Helio melakukan kedip beberapa kali sebelum mulai membuka matanya secara perlahan, pria itu kini merasakan pipinya menempel pada sebuah permukaan empuk kembang-kempis dengan tangan yang terletak pada tengkuknya.

Ah, rupanya dia tertidur di dada Athella.

Jangan khawatir, sebelum tidur semalam mereka sempat mengenakan baju kembali dan beristirahat - walau sebenarnya tak bisa disebut malam juga, karena mereka tertidur saat matahari nyaris terbit. Bahkan biru gelap: nyaris hitam yang menghiasi langit itu sudah mulai menunjukkan pengurangan pigmen ketika mereka memutuskan untuk mengakhiri apa yang keduanya lakukan.

Walau sebentar, Helio rasa tidur seperti ini adalah pengalaman tidur terbaik yang baru ia rasakan setelah sekian lamanya. Pria itu tak bermimpi buruk malam ini, bahkan malamnya yang biasanya diiringi ketakutannya sendiri untuk tidur karena takut akan diiringi oleh mimpi buruk di tidurnya. Namun tadi, alih-alih dibayangi ketakutan, pendengaran Helio dipenuhi oleh bisikan-bisikan manis bagai sekoci yang mendayung laut ketakutan untuk mengantarnya pada darat kedamaian.

Rasanya seperti menemukan rumah untuknya beristirahat setelah lama berkeliling mencari.

Sang pria kemudian mengarahkan genggamannya pada tangan Athella yang terletak lemas pada tengkuk, menyingkirkan tangan itu dengan lembut sebelum bangkit-ingin melihat wajah tertidur milik istrinya lebih jelas. Kepalanya bertumpu pada telapak tangan; sikunya menekan pada permukaan kasur, Helio memandang Athella yang matanya setengah terbuka, menunjukkan sedikit iris abu-abu miliknya yang indah.

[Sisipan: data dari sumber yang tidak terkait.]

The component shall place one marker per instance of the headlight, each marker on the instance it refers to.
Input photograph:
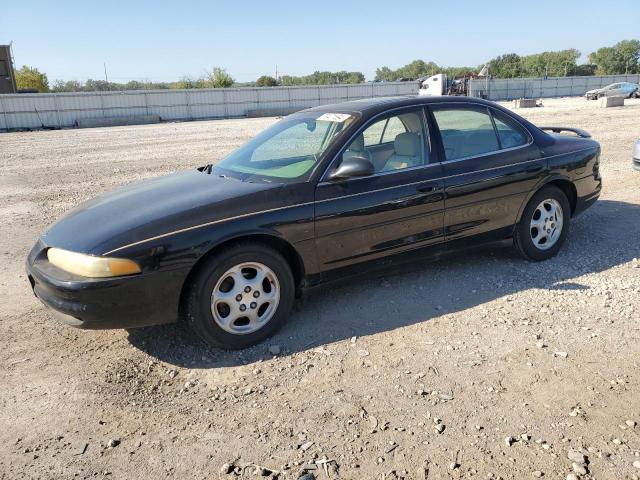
(89, 266)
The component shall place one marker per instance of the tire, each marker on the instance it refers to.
(532, 240)
(254, 309)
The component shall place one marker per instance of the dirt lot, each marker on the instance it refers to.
(482, 365)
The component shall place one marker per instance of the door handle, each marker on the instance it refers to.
(428, 188)
(533, 168)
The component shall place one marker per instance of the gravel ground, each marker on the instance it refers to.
(480, 365)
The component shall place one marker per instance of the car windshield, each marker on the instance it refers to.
(287, 151)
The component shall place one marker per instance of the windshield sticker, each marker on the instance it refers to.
(334, 117)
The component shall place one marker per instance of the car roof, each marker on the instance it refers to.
(372, 106)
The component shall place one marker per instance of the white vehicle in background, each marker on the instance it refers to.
(622, 89)
(434, 85)
(439, 84)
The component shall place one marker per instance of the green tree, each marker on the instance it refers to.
(184, 83)
(506, 66)
(623, 57)
(411, 71)
(266, 81)
(68, 86)
(219, 78)
(31, 78)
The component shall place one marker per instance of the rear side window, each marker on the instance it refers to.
(394, 128)
(509, 134)
(466, 132)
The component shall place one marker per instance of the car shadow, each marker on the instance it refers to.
(603, 237)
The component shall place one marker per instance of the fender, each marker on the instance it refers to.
(538, 186)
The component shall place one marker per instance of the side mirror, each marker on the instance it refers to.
(353, 167)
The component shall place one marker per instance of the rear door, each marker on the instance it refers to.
(398, 208)
(490, 163)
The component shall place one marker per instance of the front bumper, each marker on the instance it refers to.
(100, 303)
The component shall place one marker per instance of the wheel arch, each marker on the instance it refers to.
(282, 246)
(561, 182)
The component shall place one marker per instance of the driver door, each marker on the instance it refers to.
(398, 208)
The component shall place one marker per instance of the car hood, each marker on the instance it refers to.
(156, 207)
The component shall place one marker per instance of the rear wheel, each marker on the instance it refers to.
(240, 296)
(544, 224)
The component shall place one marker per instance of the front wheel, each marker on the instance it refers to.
(544, 224)
(240, 296)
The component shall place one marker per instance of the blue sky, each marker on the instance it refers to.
(163, 41)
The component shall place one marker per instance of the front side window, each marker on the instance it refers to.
(392, 143)
(509, 134)
(288, 150)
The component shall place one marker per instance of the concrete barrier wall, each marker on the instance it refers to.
(513, 88)
(65, 109)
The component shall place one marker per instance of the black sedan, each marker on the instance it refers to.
(322, 193)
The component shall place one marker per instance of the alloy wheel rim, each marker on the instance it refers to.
(546, 224)
(245, 298)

Ini adalah kebiasaan tidur Athella; Helio tak tahu Athella mengetahuinya atau tidak, Helio sudah tahu saat malam itu Athella malah tertidur dan Helio memindahkannya ke kasur - mata wanita itu tak akan benar-benar tertutup ketika tidur, akan nampak setidaknya sedikit dari bola mata yang tak terbalut oleh kelopaknya.

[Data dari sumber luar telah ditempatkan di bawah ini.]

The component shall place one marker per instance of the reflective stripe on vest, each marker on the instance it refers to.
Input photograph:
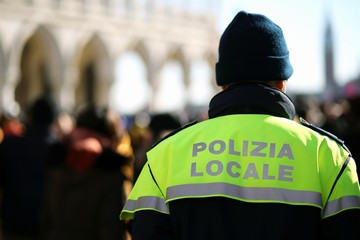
(244, 193)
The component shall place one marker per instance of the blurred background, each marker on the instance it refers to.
(158, 56)
(88, 86)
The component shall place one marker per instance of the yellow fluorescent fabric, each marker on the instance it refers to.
(254, 158)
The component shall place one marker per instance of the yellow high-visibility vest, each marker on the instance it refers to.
(253, 158)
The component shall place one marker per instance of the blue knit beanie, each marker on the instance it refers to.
(252, 47)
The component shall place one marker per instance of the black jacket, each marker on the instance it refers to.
(223, 218)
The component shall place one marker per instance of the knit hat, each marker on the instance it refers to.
(252, 47)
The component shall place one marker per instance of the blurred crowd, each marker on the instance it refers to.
(67, 175)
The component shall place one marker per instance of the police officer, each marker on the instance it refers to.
(250, 171)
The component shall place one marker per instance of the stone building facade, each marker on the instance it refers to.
(68, 48)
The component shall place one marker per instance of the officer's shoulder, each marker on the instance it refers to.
(322, 132)
(172, 133)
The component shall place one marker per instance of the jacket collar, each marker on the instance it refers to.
(249, 98)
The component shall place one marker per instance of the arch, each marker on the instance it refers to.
(170, 88)
(94, 79)
(200, 87)
(131, 91)
(40, 67)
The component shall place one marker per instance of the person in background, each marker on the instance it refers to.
(160, 125)
(22, 172)
(250, 171)
(85, 180)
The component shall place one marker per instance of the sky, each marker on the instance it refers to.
(303, 24)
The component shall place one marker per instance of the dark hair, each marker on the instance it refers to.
(98, 119)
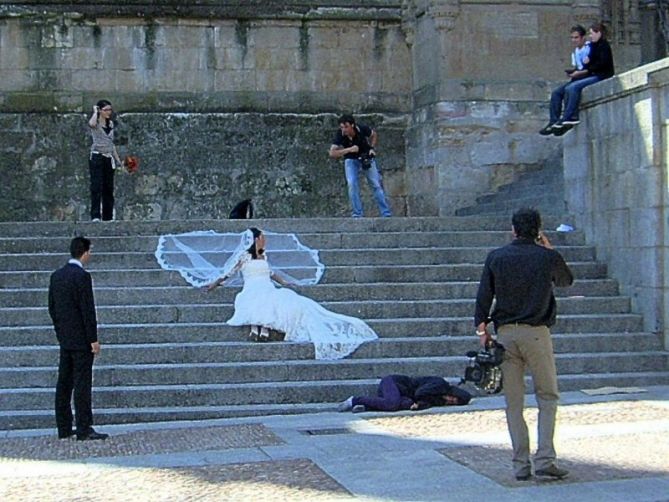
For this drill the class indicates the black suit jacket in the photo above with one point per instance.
(72, 307)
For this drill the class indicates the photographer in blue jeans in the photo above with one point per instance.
(356, 142)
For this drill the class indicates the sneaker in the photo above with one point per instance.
(562, 129)
(346, 405)
(552, 471)
(548, 129)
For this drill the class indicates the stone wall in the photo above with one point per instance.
(615, 164)
(482, 76)
(220, 100)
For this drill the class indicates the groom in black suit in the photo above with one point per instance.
(72, 310)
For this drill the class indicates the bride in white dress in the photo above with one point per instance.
(261, 303)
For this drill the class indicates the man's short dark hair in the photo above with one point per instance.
(347, 118)
(79, 246)
(577, 28)
(526, 223)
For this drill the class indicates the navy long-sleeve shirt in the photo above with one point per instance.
(520, 277)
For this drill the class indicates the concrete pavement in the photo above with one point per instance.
(616, 447)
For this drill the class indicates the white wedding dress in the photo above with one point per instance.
(261, 303)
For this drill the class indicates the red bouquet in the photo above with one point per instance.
(131, 163)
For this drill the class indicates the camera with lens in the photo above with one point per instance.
(366, 160)
(484, 368)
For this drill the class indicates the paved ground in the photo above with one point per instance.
(617, 448)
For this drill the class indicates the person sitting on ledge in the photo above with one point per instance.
(592, 63)
(401, 392)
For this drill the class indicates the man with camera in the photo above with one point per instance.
(520, 278)
(356, 143)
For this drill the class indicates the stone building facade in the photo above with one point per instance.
(224, 100)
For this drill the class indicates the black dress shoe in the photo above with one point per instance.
(92, 436)
(562, 129)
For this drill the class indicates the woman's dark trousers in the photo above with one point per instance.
(75, 378)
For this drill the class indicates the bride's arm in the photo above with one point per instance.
(277, 278)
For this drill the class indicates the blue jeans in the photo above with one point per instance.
(570, 93)
(352, 167)
(390, 398)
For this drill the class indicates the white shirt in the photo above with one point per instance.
(579, 54)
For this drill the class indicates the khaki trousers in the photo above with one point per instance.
(529, 347)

Terlalu sibuk memandangi istrinya yang tertidur, Helio menyadari ketika Athella mulai bergerak-gerak dalam tidurnya, mungkin sang wanita mulai menyadari rasa kosong yang sebelumnya diisi oleh Helio di atas dadanya. Mungkin ia tak tenang jika tak memeluk sesuatu.

"Pagi," Helio berbisik rayu, Athella tersenyum tipis ketika suara itu menjadi hal pertama yang menyambut sadarnya dari tidur.

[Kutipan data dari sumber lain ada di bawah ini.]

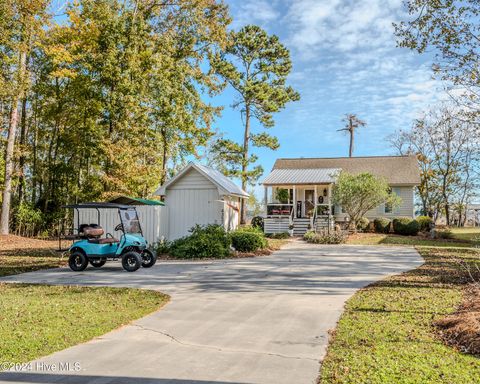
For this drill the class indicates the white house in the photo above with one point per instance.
(200, 195)
(307, 202)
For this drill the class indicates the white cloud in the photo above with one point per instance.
(339, 25)
(254, 12)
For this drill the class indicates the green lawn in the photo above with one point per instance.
(12, 265)
(386, 334)
(466, 233)
(384, 239)
(36, 320)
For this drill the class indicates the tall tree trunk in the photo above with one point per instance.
(21, 161)
(12, 131)
(246, 141)
(164, 155)
(351, 138)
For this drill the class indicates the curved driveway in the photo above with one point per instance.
(255, 320)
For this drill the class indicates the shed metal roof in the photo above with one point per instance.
(302, 176)
(216, 177)
(127, 200)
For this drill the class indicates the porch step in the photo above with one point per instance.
(301, 226)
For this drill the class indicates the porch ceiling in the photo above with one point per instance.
(302, 176)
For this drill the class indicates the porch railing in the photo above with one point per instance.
(279, 209)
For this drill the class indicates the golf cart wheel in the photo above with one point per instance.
(98, 262)
(77, 261)
(131, 261)
(148, 259)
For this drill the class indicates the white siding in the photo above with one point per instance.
(406, 207)
(231, 211)
(188, 207)
(192, 180)
(152, 219)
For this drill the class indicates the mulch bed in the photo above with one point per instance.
(462, 328)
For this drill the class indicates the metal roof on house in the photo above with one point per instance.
(96, 205)
(127, 200)
(302, 176)
(397, 170)
(216, 177)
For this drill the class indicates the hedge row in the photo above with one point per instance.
(401, 225)
(212, 241)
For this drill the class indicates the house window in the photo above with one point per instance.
(388, 207)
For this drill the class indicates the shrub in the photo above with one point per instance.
(249, 228)
(405, 226)
(425, 223)
(444, 234)
(382, 225)
(334, 237)
(248, 241)
(162, 247)
(257, 222)
(363, 223)
(281, 235)
(211, 241)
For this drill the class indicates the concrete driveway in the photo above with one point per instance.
(256, 320)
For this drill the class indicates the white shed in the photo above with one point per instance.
(200, 195)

"Cepat sekali bangunnya," tutur sang puan serak, tangannya beralih mengusap punggung Helio pelan, "kamu tidak bermimpi buruk, kan?"

Pertanyaan Athella yang memastikan keadaannya dengan perhatian itu menggores senyuman di wajah Helio lebih lebar, Helio menggeleng pelan.

"Justru itu adalah tidur terbaik yang pernah aku alami."

"Baguslah."

Mereka saling memandang sejenak, sebelum pandangan Athella jatuh pada ruam merah yang ia tiggalkan di leher Helio semalam. Netra abu-abu itu berpindah pada pergelangan tangan Helio yang juga terbalut ruam; bagai gelang.

Sang puan meringis.

"Maaf," Helio mengerjap, "semalam aku terlalu kasar, ya?"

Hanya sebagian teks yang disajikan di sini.